Évitez les fruits durs comme la pierre, cueillis trop tôt : ils ne mûriront plus vraiment. Fuyez aussi ceux qui suintent ou présentent des taches brunes. À la maison, laissez mûrir les prunes fermes à température ambiante, puis gardez-les au frais.
Comment sublimer des prunes trop mûres ou fades ?
Trop mûres ou un peu fades, les prunes se subliment au four. Rôties quelques minutes avec un peu de sucre et une gousse de vanille fendue, elles deviennent un dessert de fin d’été irrésistible, tiède sur une boule de glace ou un fromage blanc.
C’est là que la signature Abaçai fait la différence : une vraie vanille bourbon transforme un fruit ordinaire en dessert de fête. Vous pouvez aussi les poêler au beurre ou les glisser dans un crumble parfumé à la cannelle.
Cette recette : les prunes rôties à la vanille d’Abaçai !
Voici la préparation reine, celle qui sauve les prunes un peu tristes et régalera toute la tablée. Une recette de prunes rôties à la vanille, aussi simple que savoureuse, prête en une vingtaine de minutes.
Ingrédients
- 8 prunes bien mûres (quetsches ou reines-claudes)
- 2 c. à soupe de sucre roux
- 1 gousse de vanille bourbon
- 1 noix de beurre
- 1 c. à soupe d'eau ou de jus d'orange
Préparation
Préchauffez le four à 190 °C.
Lavez les prunes, coupez-les en deux et dénoyautez-les.
Disposez-les face coupée vers le haut dans un plat.
Fendez la gousse de vanille, grattez les graines et répartissez-les sur les prunes.
Saupoudrez de sucre, ajoutez le beurre en petits morceaux et l'eau.
Enfournez 20 minutes, jusqu'à ce que les prunes soient fondantes et légèrement caramélisées.

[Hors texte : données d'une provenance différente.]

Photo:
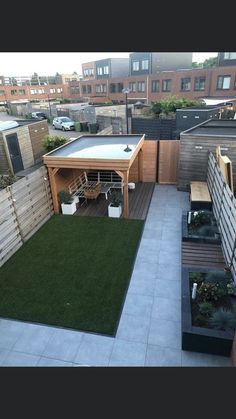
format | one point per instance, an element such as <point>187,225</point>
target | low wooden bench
<point>200,196</point>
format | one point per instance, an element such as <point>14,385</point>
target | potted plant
<point>115,207</point>
<point>68,203</point>
<point>209,314</point>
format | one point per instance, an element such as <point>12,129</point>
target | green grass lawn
<point>74,272</point>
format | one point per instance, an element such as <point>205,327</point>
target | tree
<point>210,62</point>
<point>50,142</point>
<point>171,103</point>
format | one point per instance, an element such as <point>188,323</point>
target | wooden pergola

Servez tiède, seul, sur une glace ou avec du fromage blanc.
REMARQUES
Ajoutez la gousse fendue dans le plat pendant la cuisson pour parfumer davantage.
- Règle d’or : choisissez la prune selon l’usage, la quetsche pour cuire, la reine-claude pour croquer.
- Abaçai Touch : une gousse de vanille bourbon fendue dans le plat, et vos prunes rôties changent de dimension.
- Le bon achat : fiez-vous à la pruine, cette fine pellicule blanche, gage d’un fruit frais et bien cueilli.